Deploying a private package repository on Google App Engine
The introduction of pip for managing the dependencies of Python projects greatly reduced the headache previously associated with this task. Thanks to an apt-get style of searching, installing and removing packages, the requirements.txt file, and integration with setuptools the tool integrates quite effortless in most projects. To find and download packages pip contacts PyPI (the Python Package Index), a global public repository hosted by the Python foundation. This works great for open source projects but is not an option for closed source projects. Fortunately, pip supports contacting different sources. One option is to specify dependency links and directly point them to tarballs of your source code repository, if available. This option however used to be deprecated, it makes version management a little odd as you manually specify the version in the dependency URL, and as your source code repository is often private exposing it to cloud services to install dependencies can introduce some additional authentication and networking complexity. Fortunately, pip also permits setting up a private package index you set up yourself.
Private package index hosting
Several tools to accomplish this setup are available such as gemfury and simplepypi. These solutions however require you to make a dedicated host available: this can be your own computer or an internal development server, but this makes deploying your private packages in cloud projects difficult. On cloud environments, you can remedy this by deploying an instance, but this isn’t the most cost-effective path: an example is s3pypi which uses the static hosting features of S3 buckets instead of an EC2 instance which is several magnitudes cheaper. Internally we developed a tool named GAEPyPI with a similar purpose, but for Google cloud environments instead as this is where many of the systems developed by ML2Grow reside. Today we are open-sourcing this project as ML2Grow strongly believes in the merits of open-source software: it has been a fundamental prerequisite for the incredible growth in data science and machine learning technology of recent years.

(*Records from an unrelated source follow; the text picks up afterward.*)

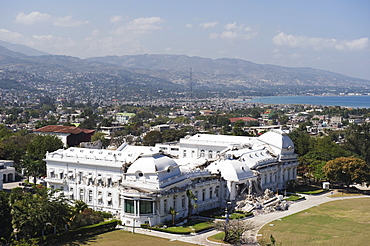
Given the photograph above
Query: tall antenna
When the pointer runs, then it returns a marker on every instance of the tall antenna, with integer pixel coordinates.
(191, 83)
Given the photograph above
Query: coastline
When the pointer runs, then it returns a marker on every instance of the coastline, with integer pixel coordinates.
(351, 101)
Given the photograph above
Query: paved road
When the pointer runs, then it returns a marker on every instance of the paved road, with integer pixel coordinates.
(259, 221)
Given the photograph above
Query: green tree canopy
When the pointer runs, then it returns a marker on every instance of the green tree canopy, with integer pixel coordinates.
(348, 170)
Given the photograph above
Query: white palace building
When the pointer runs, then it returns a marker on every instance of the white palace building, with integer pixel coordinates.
(140, 184)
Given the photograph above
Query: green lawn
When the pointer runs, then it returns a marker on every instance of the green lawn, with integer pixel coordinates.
(218, 238)
(125, 238)
(344, 222)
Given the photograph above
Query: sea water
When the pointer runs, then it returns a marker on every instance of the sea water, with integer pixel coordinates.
(345, 101)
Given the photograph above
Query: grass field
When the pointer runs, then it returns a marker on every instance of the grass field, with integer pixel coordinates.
(125, 238)
(343, 222)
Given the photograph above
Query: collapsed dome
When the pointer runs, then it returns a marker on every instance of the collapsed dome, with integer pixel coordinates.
(278, 140)
(155, 163)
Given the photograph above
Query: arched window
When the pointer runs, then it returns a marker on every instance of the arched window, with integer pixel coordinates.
(210, 154)
(202, 153)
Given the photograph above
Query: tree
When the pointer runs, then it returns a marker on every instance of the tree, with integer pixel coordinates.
(234, 230)
(348, 170)
(357, 140)
(5, 225)
(36, 151)
(77, 208)
(34, 212)
(34, 168)
(173, 214)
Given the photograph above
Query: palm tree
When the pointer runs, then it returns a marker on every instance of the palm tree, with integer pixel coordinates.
(173, 214)
(78, 207)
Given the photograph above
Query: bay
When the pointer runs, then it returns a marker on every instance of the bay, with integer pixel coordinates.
(344, 101)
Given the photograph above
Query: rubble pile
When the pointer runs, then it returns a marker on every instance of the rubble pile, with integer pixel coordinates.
(267, 203)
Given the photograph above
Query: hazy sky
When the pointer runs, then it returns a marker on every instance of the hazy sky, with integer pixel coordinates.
(325, 34)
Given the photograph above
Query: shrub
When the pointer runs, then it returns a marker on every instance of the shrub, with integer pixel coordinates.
(79, 232)
(145, 226)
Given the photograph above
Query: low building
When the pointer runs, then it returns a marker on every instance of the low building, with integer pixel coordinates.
(7, 172)
(141, 184)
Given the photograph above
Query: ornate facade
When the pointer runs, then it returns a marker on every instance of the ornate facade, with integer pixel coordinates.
(141, 184)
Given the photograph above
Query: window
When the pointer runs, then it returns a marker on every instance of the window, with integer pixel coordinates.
(129, 206)
(183, 201)
(146, 207)
(109, 199)
(81, 195)
(100, 198)
(210, 154)
(90, 195)
(202, 153)
(165, 205)
(71, 193)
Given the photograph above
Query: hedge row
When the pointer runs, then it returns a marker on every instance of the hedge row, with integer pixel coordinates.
(79, 232)
(182, 229)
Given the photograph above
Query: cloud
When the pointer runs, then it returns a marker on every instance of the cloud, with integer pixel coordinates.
(283, 39)
(37, 17)
(116, 18)
(138, 26)
(9, 36)
(207, 25)
(68, 21)
(32, 18)
(235, 31)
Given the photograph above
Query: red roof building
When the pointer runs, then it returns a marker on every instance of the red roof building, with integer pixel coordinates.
(70, 135)
(245, 119)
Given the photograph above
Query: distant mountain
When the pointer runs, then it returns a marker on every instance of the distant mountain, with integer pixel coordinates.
(226, 71)
(22, 49)
(151, 76)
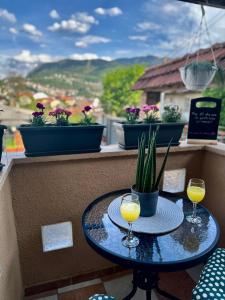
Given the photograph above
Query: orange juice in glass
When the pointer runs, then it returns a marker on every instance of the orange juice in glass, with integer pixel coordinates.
(130, 212)
(196, 193)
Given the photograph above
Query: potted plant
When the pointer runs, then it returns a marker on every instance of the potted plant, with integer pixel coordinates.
(131, 130)
(198, 75)
(2, 128)
(147, 181)
(60, 137)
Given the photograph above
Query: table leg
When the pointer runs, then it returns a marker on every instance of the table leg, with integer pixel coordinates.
(132, 293)
(148, 295)
(165, 294)
(147, 281)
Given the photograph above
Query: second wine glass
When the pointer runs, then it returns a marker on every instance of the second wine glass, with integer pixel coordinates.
(196, 193)
(130, 211)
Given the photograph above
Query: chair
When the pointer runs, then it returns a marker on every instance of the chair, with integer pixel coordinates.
(101, 297)
(211, 285)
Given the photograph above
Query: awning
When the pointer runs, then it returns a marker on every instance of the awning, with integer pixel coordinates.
(215, 3)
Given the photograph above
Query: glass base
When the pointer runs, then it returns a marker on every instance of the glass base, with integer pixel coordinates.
(130, 242)
(196, 220)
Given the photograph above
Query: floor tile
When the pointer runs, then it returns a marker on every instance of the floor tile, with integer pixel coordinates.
(79, 285)
(179, 284)
(121, 287)
(195, 272)
(83, 293)
(54, 297)
(46, 295)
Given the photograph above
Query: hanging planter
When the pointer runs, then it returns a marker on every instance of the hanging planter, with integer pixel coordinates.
(197, 76)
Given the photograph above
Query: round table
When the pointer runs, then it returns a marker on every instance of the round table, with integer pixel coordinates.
(180, 249)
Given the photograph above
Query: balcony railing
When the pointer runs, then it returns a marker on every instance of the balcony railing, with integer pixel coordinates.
(48, 190)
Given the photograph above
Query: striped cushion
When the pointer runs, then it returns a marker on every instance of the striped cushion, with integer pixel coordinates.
(211, 285)
(101, 297)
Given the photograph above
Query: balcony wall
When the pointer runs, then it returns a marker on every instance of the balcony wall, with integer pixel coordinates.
(10, 275)
(55, 189)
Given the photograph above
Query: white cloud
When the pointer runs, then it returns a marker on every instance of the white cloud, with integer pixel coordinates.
(89, 56)
(13, 30)
(114, 11)
(170, 8)
(142, 38)
(32, 31)
(28, 57)
(7, 16)
(144, 26)
(54, 14)
(91, 39)
(80, 22)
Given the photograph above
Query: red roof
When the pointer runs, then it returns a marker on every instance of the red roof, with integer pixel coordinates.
(167, 75)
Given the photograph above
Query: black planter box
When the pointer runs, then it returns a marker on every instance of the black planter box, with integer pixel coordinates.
(2, 128)
(56, 140)
(128, 134)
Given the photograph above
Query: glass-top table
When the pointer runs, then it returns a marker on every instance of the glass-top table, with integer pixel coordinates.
(185, 247)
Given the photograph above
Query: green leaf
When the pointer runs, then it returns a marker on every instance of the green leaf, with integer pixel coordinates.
(163, 166)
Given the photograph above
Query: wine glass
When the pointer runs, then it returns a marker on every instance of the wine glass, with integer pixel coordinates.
(196, 193)
(130, 211)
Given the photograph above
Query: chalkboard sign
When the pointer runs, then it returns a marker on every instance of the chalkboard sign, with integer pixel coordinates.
(204, 120)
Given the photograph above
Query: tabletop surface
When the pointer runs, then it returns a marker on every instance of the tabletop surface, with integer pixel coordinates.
(184, 247)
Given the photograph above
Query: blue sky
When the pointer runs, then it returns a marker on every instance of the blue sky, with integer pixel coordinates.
(47, 30)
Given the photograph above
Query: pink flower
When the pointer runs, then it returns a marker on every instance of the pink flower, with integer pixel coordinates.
(40, 106)
(146, 108)
(52, 113)
(67, 113)
(87, 108)
(59, 111)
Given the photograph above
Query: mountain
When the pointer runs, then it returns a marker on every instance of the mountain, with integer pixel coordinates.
(81, 78)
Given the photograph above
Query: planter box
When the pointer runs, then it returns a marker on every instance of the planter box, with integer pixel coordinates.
(128, 134)
(56, 140)
(2, 128)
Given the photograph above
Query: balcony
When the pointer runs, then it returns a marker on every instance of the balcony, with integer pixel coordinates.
(47, 190)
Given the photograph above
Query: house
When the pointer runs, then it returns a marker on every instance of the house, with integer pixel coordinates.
(162, 84)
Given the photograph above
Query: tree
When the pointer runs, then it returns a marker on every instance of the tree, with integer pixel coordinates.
(218, 92)
(117, 93)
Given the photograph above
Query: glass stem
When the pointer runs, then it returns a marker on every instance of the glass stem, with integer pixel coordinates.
(130, 233)
(194, 210)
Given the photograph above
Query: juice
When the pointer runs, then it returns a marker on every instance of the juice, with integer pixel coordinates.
(130, 211)
(195, 193)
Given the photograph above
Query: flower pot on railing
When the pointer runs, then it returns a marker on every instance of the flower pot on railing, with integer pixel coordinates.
(197, 76)
(128, 134)
(148, 202)
(59, 140)
(62, 137)
(2, 128)
(170, 128)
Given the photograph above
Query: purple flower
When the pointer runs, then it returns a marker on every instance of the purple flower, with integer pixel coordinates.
(37, 114)
(59, 111)
(52, 113)
(87, 108)
(40, 106)
(135, 110)
(67, 113)
(128, 110)
(147, 108)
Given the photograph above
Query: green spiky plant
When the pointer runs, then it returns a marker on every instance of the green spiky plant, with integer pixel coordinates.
(147, 180)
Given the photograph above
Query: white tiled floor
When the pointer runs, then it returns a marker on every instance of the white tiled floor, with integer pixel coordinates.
(122, 286)
(119, 287)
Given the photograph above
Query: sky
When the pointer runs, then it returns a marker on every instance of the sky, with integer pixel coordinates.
(33, 32)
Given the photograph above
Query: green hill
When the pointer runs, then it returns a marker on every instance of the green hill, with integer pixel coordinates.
(82, 78)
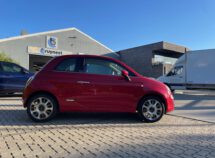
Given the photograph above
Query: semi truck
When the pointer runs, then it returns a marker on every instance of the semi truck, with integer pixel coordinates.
(193, 70)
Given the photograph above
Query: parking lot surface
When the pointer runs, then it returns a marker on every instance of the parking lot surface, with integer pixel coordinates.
(198, 105)
(101, 135)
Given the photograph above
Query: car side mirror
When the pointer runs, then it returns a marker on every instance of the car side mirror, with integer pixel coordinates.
(126, 75)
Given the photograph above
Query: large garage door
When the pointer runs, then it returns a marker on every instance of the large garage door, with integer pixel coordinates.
(36, 62)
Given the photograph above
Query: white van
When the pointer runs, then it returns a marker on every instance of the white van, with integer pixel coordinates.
(193, 70)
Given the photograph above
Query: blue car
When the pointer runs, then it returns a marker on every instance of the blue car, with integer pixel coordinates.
(12, 78)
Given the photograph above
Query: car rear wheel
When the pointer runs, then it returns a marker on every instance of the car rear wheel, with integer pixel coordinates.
(41, 108)
(151, 109)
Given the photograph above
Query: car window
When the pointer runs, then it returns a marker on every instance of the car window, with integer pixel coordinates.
(102, 67)
(10, 67)
(67, 65)
(1, 68)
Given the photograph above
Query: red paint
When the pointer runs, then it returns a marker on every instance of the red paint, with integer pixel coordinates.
(96, 93)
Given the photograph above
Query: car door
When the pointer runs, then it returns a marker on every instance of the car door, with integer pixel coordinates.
(67, 79)
(105, 89)
(14, 77)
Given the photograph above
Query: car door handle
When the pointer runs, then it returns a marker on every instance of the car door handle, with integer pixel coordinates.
(83, 82)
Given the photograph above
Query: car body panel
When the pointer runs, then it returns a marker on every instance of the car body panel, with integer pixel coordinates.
(83, 92)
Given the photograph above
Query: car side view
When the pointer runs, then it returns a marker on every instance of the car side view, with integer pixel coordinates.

Like s3pypi our solution stores uploaded packages on Google Cloud Storage (GCS) which is again, extremely cheap. However, GAEPyPI stores them privately and exposes the packages to the web through a small application intended to be deployed on Google App Engine (GAE). This choice comes with no additional cost (unless your private package index gets really popular and generates large amounts of traffic) and offers the use of HTTP authentication (supported by pip!) as a layer to keep your packages private. On top of that, Google App Engine recently introduced painless support for SSL: even without a certificate you can easily add this layer of security. This means all you need to get started is:
- A project on Google cloud
- A subdomain (e.g., pypi.yourcompany.com)
To deploy, clone the repository and follow the instructions of the readme to get deploying your code in no time, using the same commands you are used to from PyPI.